Authority

by Jeff VanderMeer

First reviewed December 2014

I still don’t use e-readers, so I’m not totally sure why I was using a technological argument against the artistic choice of splitting the Southern Reach novels into different books.

The tone and format of each book is different, so suggesting that you just stuff them into one cover seems weird to me, now.

Anyway, I didn’t like this book. Not crazy about this review, either, to be honest.


The multibook series is an anachronism. With the advent of the ebook, there remain no practical—only purely stylistic—reasons to fill multiple distinct covers with the same contiguous story. That’s not to say an author shouldn’t, just that they needn’t.

Take, for example, Authority. I typically feel no need to frame out my paragraphs—of course I am going to be discussing Authority—because you’re reading a review. Of Authority. But, let’s carry on like this writing stands on its own, like you didn’t click a hyperlink titled “Authority” in the first place. No one would jump into “Book Two of The Southern Reach Trilogy” by choice. And with the vastness of the cloud, the ubiquity of wireless, and any sort of smart phone or tablet, there is absolutely no reason why that should ever be a situation. It is not like the Kindle App is going to run out of copies of Book One.

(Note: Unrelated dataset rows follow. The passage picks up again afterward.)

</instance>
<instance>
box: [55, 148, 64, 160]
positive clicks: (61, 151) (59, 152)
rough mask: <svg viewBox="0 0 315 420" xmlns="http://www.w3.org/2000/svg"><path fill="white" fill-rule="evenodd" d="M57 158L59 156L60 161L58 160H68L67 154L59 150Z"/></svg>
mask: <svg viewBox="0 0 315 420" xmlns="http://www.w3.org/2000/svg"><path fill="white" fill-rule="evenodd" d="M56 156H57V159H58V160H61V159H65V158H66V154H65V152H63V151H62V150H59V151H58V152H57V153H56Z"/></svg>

Having everything in one extended text simplifies; The Southern Reach and if breaks beyond chapter formats are required, it is: Part One: Annihilation; Part Two: Authority; Part Three: Acceptance. I recall spending hours of my childhood in bookstores and libraries trying to decode which fantasy novel started the series, or, worse, which series was the correct jumping-off point. Was this one a prequel miniseries and this the original—so even though the second set came first chronologically, the originals were required foundation? Which to read first, Book One of the Belgariad Series or of the Mallorian Series? Was it better to jump ahead in the Angel Park All-Stars Series to Book Seven (Line Drive) because the library had it, or wait until I could continue from where I left off—Book Four (WHAT A CATCH!)? Don't even get me started on the impenetrability of the plethoric Shannara series. The nineties were a confusing decade.

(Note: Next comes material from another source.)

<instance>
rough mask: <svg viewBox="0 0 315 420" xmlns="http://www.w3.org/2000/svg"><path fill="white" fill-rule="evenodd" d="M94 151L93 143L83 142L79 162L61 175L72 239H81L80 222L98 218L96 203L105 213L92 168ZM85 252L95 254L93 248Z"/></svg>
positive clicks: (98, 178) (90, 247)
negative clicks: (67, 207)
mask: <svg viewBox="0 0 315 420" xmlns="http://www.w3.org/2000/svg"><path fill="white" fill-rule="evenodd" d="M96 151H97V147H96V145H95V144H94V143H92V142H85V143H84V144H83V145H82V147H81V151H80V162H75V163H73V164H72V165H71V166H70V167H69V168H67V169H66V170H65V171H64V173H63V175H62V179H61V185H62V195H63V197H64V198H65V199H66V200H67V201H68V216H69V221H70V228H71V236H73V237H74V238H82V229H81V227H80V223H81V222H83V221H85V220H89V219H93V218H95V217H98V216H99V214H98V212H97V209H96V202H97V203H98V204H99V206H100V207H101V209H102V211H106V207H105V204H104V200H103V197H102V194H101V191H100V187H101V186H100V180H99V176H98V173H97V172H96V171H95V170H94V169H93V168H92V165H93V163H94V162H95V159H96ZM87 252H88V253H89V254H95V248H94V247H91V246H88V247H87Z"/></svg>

Don’t misunderstand; I still prefer paper books. I appreciate not lugging 900 page tomes on subways, in cabs, and on planes. I was drawn to the shiny green embossing on the cover of Annihilation, a tactile decision that would have been flattened or removed had I been browsing on a Nook, even with the highest quality .pdf images. I like that individual novels bring a chance for a sea change in writing style or point of view. But it isn’t required. Authority may continue the story of Annihilation, but it carries nothing else with it. Legacies of the first book—a character reappearing, a location revisited--bring the thrill of memory, the joy of conspiracy: “Hey, I remember that!” But there is precious little that intertwine the two beyond plot—and it was the style, not the plot, that made the first book worth reading.

I remain unsure what conspiracy might be required to compel me into reading the third in this series, beyond the facts that: it exists; I already borrowed it from the library; I might as well. The style and tone changed so much from Book One to Book Two—became so banal—that it now seems to be merely a vehicle for pushing forward a plot in which I am barely invested. The journal-narrative conceit of the first book of the Southern Reach Trilogy—and with it, a limited point of view—brought a pinhole perspective that made the small facts you were allowed to see expand the scope of an unknowable world. Authority brings the periphery into view, and you quickly find it better remained in the imagination.

It may seem unfair to continuously compare this book to its predecessor, but that is precisely the point—no one is going to read this without having read that. All will have that perspective. I will not sit here and lament the fact that Authority isn’t Annihilation, but I will lament that it is not as engaging. It has started to go bad:

Due to his own baggage, he guessed. Due to the fact it always started out well, but then, if he stayed too long...something happened, something he couldn’t quite define. He became too invested. He became too empathic, or less so. It confused him when it all went to shit because he couldn’t remember the point at which it had started to go bad—was still convinced he could get the formula right.

My expectations for this book were set by how much I enjoyed the last—if I allow the same influence from this book to the next, the Southern Reach may be behind me.